Die Studien, die ich mit meinem Team in den Jahren nach dieser furchtbaren, aber lebensverändernden Nacht durchführte, bestätigten die Kernhypothese, die das Herzstück der ACT bildet: Dass nicht die Veränderung des Inhalts von Gedanken und Gefühlen den Schlüssel zur Heilung und zur Entdeckung unseres wahren Potenzials darstellt, sondern die Veränderung der Art und Weise, wie wir auf solche Reize reagieren. Wären meine persönlichen Erfahrungen in jener Nacht nicht gewesen, hätte ich vermutlich länger gebraucht, um die Zusammenhänge so umfassend zu erkennen.
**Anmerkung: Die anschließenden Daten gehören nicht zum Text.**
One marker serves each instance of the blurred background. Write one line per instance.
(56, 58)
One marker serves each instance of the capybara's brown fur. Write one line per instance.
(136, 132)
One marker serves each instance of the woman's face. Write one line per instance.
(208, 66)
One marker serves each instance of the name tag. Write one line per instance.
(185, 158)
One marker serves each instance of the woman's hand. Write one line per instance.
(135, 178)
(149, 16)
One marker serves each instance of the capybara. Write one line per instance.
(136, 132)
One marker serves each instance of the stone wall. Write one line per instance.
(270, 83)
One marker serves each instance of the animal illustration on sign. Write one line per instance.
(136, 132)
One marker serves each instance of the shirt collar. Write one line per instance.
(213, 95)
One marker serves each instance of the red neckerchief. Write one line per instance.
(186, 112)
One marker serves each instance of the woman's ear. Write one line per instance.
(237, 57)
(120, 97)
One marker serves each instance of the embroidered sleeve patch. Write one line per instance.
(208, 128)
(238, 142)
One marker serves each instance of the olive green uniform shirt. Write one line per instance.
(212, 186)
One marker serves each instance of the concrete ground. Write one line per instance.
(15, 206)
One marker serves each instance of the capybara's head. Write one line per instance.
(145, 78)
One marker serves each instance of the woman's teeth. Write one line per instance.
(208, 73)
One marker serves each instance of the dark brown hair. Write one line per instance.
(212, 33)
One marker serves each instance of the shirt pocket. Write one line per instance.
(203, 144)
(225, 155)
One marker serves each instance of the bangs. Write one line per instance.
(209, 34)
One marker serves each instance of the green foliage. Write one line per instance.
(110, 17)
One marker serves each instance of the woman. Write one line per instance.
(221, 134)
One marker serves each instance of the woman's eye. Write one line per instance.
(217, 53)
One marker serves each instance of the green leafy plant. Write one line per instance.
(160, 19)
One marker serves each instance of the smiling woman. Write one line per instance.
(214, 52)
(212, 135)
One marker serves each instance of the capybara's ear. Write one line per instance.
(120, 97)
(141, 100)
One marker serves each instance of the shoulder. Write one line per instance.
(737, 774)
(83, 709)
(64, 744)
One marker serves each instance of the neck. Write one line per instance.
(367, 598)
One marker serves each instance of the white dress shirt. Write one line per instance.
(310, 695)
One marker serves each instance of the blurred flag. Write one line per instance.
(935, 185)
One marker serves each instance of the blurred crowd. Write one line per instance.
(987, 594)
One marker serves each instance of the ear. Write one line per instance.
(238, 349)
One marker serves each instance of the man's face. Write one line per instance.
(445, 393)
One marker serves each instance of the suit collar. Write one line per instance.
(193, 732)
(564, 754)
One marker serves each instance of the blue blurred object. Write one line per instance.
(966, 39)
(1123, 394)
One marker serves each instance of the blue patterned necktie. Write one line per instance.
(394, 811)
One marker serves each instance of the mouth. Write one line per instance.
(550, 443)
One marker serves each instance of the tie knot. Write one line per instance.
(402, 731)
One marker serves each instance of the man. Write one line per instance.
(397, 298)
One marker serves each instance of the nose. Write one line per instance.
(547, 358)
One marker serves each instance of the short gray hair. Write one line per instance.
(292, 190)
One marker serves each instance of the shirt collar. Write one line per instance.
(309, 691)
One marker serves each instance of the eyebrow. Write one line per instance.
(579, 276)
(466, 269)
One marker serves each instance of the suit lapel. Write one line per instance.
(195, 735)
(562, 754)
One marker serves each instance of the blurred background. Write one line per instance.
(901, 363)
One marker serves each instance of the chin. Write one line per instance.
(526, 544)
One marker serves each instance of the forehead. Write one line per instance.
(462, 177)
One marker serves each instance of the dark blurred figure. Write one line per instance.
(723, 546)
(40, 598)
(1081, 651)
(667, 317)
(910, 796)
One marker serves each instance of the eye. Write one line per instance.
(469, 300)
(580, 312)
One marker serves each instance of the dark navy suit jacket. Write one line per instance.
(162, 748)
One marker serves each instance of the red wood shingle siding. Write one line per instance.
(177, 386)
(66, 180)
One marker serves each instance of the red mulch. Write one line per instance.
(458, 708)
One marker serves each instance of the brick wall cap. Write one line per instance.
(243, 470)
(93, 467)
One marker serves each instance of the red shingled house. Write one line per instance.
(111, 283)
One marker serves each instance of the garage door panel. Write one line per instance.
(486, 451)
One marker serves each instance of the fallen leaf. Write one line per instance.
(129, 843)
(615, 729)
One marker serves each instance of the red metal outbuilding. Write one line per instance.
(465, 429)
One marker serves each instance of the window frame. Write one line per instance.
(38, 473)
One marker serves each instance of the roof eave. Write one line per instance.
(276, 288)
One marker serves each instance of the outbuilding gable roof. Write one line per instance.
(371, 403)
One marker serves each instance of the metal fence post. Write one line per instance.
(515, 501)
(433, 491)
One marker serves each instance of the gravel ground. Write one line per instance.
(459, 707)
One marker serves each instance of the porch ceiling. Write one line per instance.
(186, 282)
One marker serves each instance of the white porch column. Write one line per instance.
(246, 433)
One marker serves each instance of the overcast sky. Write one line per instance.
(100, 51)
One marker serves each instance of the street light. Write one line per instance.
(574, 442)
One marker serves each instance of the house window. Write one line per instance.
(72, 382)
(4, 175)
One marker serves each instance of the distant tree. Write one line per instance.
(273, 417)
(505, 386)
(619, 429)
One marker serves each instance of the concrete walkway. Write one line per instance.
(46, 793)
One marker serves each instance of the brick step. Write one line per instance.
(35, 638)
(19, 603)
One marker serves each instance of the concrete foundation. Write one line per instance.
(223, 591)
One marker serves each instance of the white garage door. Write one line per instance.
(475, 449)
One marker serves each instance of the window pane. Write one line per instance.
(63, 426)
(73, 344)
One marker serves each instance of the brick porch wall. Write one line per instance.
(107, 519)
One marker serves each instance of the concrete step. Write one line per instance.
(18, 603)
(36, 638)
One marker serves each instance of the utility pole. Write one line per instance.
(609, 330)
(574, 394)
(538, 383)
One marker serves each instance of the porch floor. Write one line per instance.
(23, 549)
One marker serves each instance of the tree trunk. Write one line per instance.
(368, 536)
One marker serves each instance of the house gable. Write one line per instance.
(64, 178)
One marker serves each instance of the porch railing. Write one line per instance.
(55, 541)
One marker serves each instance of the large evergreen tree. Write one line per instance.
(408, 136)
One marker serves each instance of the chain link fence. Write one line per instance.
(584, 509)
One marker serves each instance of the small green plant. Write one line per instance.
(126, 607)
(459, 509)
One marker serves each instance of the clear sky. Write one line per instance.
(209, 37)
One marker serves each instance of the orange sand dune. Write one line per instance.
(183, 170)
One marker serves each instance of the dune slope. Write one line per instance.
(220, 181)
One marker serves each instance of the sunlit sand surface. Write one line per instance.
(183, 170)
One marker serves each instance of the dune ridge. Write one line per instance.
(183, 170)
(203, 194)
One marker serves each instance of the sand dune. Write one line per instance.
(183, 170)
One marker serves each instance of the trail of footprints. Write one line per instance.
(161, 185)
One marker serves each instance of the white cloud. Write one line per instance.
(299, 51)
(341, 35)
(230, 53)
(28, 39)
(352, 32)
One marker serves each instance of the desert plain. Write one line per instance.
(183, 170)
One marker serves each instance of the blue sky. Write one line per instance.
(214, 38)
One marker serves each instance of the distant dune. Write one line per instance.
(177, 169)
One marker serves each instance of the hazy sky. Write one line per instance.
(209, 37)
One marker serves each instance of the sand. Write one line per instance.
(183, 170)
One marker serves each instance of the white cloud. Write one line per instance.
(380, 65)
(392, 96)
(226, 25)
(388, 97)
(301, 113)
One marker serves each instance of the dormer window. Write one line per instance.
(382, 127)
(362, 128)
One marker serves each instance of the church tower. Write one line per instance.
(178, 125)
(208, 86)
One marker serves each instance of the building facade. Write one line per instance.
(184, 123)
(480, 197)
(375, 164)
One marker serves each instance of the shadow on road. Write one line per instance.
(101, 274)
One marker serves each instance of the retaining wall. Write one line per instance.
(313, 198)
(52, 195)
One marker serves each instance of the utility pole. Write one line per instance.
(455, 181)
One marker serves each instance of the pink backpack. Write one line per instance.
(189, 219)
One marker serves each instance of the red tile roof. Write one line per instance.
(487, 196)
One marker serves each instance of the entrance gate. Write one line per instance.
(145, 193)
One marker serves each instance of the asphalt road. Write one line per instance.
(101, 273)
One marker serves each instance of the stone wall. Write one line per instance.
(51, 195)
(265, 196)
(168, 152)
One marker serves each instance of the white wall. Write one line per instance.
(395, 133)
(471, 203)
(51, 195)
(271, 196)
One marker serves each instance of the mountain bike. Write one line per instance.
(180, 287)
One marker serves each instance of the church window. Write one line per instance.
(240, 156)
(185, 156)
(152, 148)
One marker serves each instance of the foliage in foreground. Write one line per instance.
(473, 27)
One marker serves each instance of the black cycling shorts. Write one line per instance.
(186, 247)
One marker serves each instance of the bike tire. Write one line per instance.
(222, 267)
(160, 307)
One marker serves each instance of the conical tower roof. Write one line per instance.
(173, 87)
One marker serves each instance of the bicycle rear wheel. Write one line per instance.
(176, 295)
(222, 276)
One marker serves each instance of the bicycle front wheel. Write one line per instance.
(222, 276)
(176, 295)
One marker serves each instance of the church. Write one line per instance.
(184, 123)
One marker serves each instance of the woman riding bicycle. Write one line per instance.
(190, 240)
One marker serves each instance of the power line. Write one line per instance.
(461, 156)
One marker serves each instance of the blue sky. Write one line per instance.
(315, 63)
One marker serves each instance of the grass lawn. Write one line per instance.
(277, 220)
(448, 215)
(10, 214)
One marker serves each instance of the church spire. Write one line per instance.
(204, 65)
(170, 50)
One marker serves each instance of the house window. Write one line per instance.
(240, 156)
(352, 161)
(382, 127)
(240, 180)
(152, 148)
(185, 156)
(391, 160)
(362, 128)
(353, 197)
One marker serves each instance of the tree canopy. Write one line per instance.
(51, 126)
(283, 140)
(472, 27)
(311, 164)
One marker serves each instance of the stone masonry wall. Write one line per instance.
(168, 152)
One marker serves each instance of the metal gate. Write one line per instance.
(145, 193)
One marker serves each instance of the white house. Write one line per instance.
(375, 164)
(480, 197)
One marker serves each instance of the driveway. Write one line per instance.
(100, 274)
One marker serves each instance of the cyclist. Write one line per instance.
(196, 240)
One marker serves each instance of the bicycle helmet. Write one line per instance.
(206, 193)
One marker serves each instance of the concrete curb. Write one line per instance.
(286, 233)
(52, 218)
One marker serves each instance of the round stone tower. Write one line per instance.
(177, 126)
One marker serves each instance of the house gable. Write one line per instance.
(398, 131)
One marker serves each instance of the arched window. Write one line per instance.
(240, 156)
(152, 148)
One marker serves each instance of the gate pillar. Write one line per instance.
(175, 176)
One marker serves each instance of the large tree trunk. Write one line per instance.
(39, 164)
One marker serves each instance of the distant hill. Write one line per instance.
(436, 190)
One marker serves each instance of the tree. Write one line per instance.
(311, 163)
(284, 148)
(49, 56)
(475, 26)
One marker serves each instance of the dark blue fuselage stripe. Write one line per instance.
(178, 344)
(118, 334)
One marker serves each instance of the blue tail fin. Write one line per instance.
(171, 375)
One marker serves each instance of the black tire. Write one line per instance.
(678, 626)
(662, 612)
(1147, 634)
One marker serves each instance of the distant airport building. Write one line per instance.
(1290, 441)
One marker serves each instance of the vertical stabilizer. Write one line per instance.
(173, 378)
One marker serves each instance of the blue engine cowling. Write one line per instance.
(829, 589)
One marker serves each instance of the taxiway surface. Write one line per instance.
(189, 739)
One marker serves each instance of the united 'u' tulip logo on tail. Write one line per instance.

Denn damals steckte ich noch in der Affenfalle fest.
Vor Erfahrungen davonlaufen
Meine Ängste wurden immer intensiver. Der schwelende Groll in meiner Abteilung, der bei mir erste Panikattacken ausgelöst hatte, hatte sich zu einem ausgewachsenen Bürgerkrieg ausgeweitet, den meine Kollegen auf eine Weise austrugen, zu der nur Tiere in freier Wildbahn und wild gewordene Lehrstuhlinhaber fähig sind. Der Stress wurde noch durch meine bevorstehende Scheidung erhöht, die kurz vor meiner ersten Panikattacke in die Wege geleitet worden war und sich nun in der Endphase befand. Obwohl es nach außen hin den Anschein hatte, als hätte ich mein Berufs- und Arbeitsleben im Griff, war die Panik allmählich zum zentralen Dreh- und Angelpunkt meines Daseins geworden.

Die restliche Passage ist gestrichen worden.